Nutritional Value for 1 medium-sized apple - Good carbs!

Carbohydrates come in the form or sugar or starch. Sugars are simple and can be used by the body immediately as they are already in the form that can enter the bloodstream (glucose). These simple carbs include foods like candy, cakes, soda, jellies, syrup, and fruit. But you’ll notice that while fruit has sugar, they also provide vitamins, minerals, and fiber (click here for more information of Fiber). Starches are complex carbohydrates, meaning your body takes longer to digest them. Starches include breads, grains, pasta, rice, tortillas, noodles, and vegetables. Complex carbs have a nutritional advantage over the simple carbs as they provide vitamins, minerals, and fiber.

Most experts recommend that carbs account for approximately 60% of our total caloric intake. For example, if your BMR is 2,000 calories a day, you’ll want to get 1,200 calories from carbohydrates. This is equivalent to 300 grams of carbs - one gram of carbohydrates is equivalent to 4 calories.

Carbohydrates probably account for most of our daily intake, and while we should monitor the types and amounts of carbs we eat, we should also realize that they are an essential part of our diet. For those that have eliminated carbs on fat / protein diets, their bodies will have to work harder to convert fat to energy. This results in a sluggish feeling as energy stores in the muscles and brain can become depleted with daily activities and exercise. While some carbs should be limited or eliminated from our diet, many others are full of nutrients and are great sources of fuel for you and your fitness plan.

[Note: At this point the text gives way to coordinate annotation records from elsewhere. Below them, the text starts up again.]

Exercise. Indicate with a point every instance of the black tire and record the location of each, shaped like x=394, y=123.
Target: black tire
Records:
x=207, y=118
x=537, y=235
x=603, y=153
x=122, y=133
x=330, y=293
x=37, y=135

Carbs are often blamed for weight gain, but this is only partially true.  I would suggest that we need to practice moderation and avoid empty calories!  These include sugary drinks; snacks like chips and cookies; and fat and sugar-filled desserts!  Try replacing these with:  water! (add a lemon or lime for taste and Vitamin C!); have a cup of yogurt for a snack; and trim down the portion size for desserts without eliminating your treat (small bowls help with ice cream!).   

Try to add good carbs to your diet: whole grain foods, fruits and vegetables. These foods taste great and will give you the energy you need to succeed. Diabetics and those that monitor their blood sugar will need to pay special attention to carb intake and should consult their dietician or physician.